Furthermore, we compared the levels of 5 miRNAs in AOSD patients with diverse disease activity. The plasma levels of miR-142-5p, miR-101-3p, miR-29a-3p, miR-29c-3p, and miR-141-3p were significantly higher in AOSD patients with active disease (N = 74) compared with those with inactive disease (N = 26) (Figure 4, P < 0.001, P < 0.001, P < 0.001, P < 0.001, and P < 0.01, respectively). Moreover, the levels of 5 miRNAs were significantly higher compared with those in HCs. And there was no significant difference in the levels of 5 plasma miRNAs between AOSD patients with inactive disease and HCs. Taken together, our data indicate that plasma miRNA signature is associated with the disease activity of AOSD.

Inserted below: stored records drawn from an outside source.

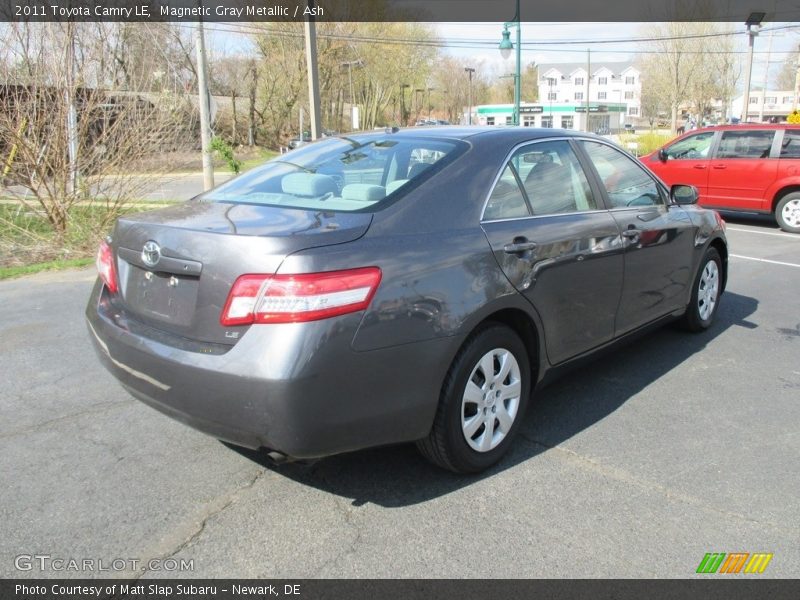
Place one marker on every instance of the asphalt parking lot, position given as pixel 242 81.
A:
pixel 635 466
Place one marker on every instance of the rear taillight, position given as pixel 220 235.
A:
pixel 297 298
pixel 106 268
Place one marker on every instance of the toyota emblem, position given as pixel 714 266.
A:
pixel 151 253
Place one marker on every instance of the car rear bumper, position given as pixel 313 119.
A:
pixel 299 389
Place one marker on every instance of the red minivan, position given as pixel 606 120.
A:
pixel 749 168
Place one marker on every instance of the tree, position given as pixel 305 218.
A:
pixel 678 65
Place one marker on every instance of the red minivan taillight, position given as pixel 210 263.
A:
pixel 106 268
pixel 297 298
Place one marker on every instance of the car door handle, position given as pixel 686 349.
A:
pixel 518 246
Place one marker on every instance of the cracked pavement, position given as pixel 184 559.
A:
pixel 635 465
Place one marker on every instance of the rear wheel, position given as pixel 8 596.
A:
pixel 481 403
pixel 787 212
pixel 705 294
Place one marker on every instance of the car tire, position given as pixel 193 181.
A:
pixel 706 291
pixel 473 428
pixel 787 213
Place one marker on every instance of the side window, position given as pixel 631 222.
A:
pixel 553 178
pixel 790 148
pixel 693 147
pixel 745 144
pixel 506 201
pixel 627 183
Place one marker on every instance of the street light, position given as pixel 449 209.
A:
pixel 753 24
pixel 470 71
pixel 505 51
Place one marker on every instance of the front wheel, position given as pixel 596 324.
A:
pixel 787 213
pixel 705 294
pixel 481 403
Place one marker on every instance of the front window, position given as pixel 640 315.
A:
pixel 745 144
pixel 339 174
pixel 693 147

We next assessed the correlations between the levels of plasma miRNAs and clinical manifestations. Compared with AOSD patients without high spiking fever, the level of plasma miR-101-3p was significantly higher in AOSD patients with fever (Table 2, P = 0.0056). In addition, our results showed that patients with sore throat had higher level of miR-101-3p (Table 2, P = 0.0061). And in the presence of arthralgia, the level of miR-101-3p was significantly increased in AOSD patients (Table 2, P = 0.0484). Furthermore, the level of miR-29c-3p was significantly higher in patients with myalgia than in patients without myalgia (Table 2, P = 0.0143). Thus, miR-101-3p would be considered a potential biomarker to diagnosis AOSD patients timely, as Yamaguchi's criteria includes the clinical manifestations of high spiking fever and arthralgia.

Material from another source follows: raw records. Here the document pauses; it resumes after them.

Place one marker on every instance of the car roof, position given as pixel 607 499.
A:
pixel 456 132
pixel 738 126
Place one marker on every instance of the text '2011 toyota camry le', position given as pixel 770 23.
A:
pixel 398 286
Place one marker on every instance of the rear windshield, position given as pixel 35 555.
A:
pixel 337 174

It has been demonstrated that inflammatory cytokines play a critical role in the pathogenesis of AOSD, we next measured the correlation of plasma miRNAs levels with inflammatory cytokines, including IL-1β, IL-18, IL-6, and TNF-α. As shown in Figure 5, the level of plasma miR-101-3p was significantly positively correlated with TNF-α (r² = 0.2413, P = 0.0434) and IL-6 (r² = 0.2457, P = 0.0458) in serum. We found that other miRNA levels showed no significant correlation with IL-1β, IL6, IL-18, and TNF-α in AOSD patients (data were not shown). In a conclusion, the results indicate that miR-101-3p may play an important role in the expression levels of IL-6 and TNF-α.

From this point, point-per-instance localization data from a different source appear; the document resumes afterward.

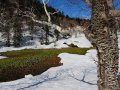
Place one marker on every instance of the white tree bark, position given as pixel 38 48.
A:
pixel 47 13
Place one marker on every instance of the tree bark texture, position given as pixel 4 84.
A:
pixel 103 35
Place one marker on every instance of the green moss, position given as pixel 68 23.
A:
pixel 28 57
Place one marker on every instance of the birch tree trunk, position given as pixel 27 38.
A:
pixel 103 34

It's very important and difficult to differentiate sepsis from AOSD in clinical practice. To determine the disease specificity of the 5 miRNAs identified in AOSD patients, we enrolled patients with sepsis (N = 21) as non-AOSD disease controls. Samples from an independent set consisting of AOSD patients (N = 25) and HCs (N = 18) were collected. The expression levels of 5 miRNAs (miR-142-5p, miR-101-3p, miR-29c-3p, miR-29a-3p, and miR-141-3p) were significantly higher in AOSD patients compared to that in sepsis patients (Figures 6A–E). We further accessed the sensitivity and specificity of 5 miRNAs in distinguishing AOSD from sepsis using ROC analysis. We found that 4-miRNA panel (miR-142-5p, miR-101-3p and miR-29c-3p and miR-141-3p) produced the best predictive model to separate AOSD from sepsis by using KNN, SVM, and LR. Compared with the single miRNA, a 4-miRNA panel increased the AUC value to 0.8448, 0.8248, and 0.8952 by KNN, SVM, and LR, respectively (Figures 6F–H). The diagnostic sensitivity of the panel for AOSD distinguishing from sepsis patients was 0.88 and the specificity was 0.8095 by KNN prediction, and SVM and LR analysis also showed high sensitivity and specificity (Figures 6F–H). Taken together, these data suggest that these 5 miRNAs have a potential value to distinguish AOSD patients from sepsis.

The authors declare that the research was conducted in the absence of any commercial or financial relationships that could be construed as a potential conflict of interest.